Personal information
- Date of birth: 1 April 1997 (age 29)
- Place of birth: Iraq
- Height: 5 ft 7 in (1.71 m)
- Position: Forward

Team information
- Current team: Al-Quwa Al-Jawiya
- Number: 11

Senior career*
- Years: Team / Apps / (Gls)
- Al-Shirqat
- –2017: Baiji
- 2017–2020: Al-Kahrabaa
- 2020–2021: Al Shorta / 26 / (2)
- 2021–2022: Naft Al-Wasat
- 2022–2026: Al-Zawraa
- 2026–: Al-Quwa Al-Jawiya / 4 / (0)

International career^{‡}
- 2017-2018: Iraq U20
- 2018-: Iraq U23 / 6 / (3)
- 2021–: Iraq / 1 / (0)

= Murad Mohammed =

Iraqi footballer

Murad Mohammed Sabah (مراد محمد صباح; born 1 April 1997) is an Iraqi professional footballer who plays as a forward for Al-Quwa Al-Jawiya in the Iraqi Premier League and the Iraqi national team.

==Club career==
===Al-Kahrabaa===
Mohammed signed for Iraqi Premier League side Al-Kahrabaa in 2017, helping them to fifth place in his debut season, their best ever finish in their history.
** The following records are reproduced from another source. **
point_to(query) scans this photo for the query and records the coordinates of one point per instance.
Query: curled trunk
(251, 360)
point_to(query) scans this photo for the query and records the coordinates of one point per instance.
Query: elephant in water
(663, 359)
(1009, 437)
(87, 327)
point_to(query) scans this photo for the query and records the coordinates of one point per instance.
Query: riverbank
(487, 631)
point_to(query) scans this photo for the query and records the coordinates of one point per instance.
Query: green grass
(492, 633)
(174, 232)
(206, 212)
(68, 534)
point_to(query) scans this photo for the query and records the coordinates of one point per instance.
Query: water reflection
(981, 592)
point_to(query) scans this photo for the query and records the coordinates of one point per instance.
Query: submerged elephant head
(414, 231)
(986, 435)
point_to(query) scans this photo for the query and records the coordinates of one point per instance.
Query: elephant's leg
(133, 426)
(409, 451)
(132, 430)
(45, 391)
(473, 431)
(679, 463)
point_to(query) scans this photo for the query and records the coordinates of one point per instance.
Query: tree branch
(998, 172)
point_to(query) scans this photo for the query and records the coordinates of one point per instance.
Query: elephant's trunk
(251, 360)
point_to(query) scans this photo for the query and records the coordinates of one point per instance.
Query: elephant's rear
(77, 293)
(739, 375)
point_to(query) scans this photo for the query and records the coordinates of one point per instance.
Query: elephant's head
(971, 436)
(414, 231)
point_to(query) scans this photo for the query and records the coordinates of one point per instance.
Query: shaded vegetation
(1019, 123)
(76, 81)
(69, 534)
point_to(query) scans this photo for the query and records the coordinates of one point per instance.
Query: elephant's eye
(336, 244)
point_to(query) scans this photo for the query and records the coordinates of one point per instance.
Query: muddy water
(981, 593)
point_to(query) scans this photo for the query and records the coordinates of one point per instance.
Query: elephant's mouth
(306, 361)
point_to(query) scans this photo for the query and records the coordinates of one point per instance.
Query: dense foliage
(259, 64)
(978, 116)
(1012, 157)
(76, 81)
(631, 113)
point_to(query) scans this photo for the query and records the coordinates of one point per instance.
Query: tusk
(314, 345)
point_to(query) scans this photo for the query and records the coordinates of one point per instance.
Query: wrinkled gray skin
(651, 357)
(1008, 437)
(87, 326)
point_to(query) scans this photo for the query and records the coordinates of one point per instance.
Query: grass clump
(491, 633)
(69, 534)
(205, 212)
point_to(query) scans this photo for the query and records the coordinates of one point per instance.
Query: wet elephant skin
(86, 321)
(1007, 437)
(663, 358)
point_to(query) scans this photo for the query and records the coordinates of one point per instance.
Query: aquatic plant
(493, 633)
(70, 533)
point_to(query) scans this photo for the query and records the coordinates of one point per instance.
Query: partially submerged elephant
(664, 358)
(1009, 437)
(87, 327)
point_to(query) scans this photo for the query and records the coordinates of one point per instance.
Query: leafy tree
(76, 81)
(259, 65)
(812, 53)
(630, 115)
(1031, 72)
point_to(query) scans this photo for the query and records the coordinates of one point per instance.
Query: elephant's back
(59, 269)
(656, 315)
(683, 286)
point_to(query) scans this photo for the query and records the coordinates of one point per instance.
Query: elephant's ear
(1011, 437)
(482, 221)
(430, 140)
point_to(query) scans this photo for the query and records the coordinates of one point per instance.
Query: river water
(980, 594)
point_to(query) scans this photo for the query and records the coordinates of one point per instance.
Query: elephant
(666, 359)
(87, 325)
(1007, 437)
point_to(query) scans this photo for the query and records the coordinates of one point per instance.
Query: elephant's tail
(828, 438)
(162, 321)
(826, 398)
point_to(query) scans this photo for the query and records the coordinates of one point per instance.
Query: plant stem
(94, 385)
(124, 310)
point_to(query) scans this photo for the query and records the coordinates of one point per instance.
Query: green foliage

The following season, Murad helped the club to their first ever Iraq FA Cup final, beating Al-Talaba 3-0 in the semi-final before losing to Al-Zawraa 1-0 in the final.

===Al-Shorta===
In June 2020, Mohammed signed for Iraqi Premier League defending champions Al-Shorta. Murad scored his first goals for his new club in November 2020 in the Iraq FA Cup against Al-Khalis, scoring two goals in a 5-0 victory.

==International career==
===Iraq U-20===
Mohammed was first called up by his country at Under-20 level.

===Iraq U-23===
Murad was part of the Iraq U-23 side that qualified for the 2020 AFC U-23 Championship in Australia. Murad scored 3 goals in 3 appearances in the qualifiers and started all 3 matches in the tournament as Iraq were knocked out at the group stage.

===Iraq===
On 27 January 2021, Murad Mohammed made his first international cap with Iraq against Kuwait in a friendly.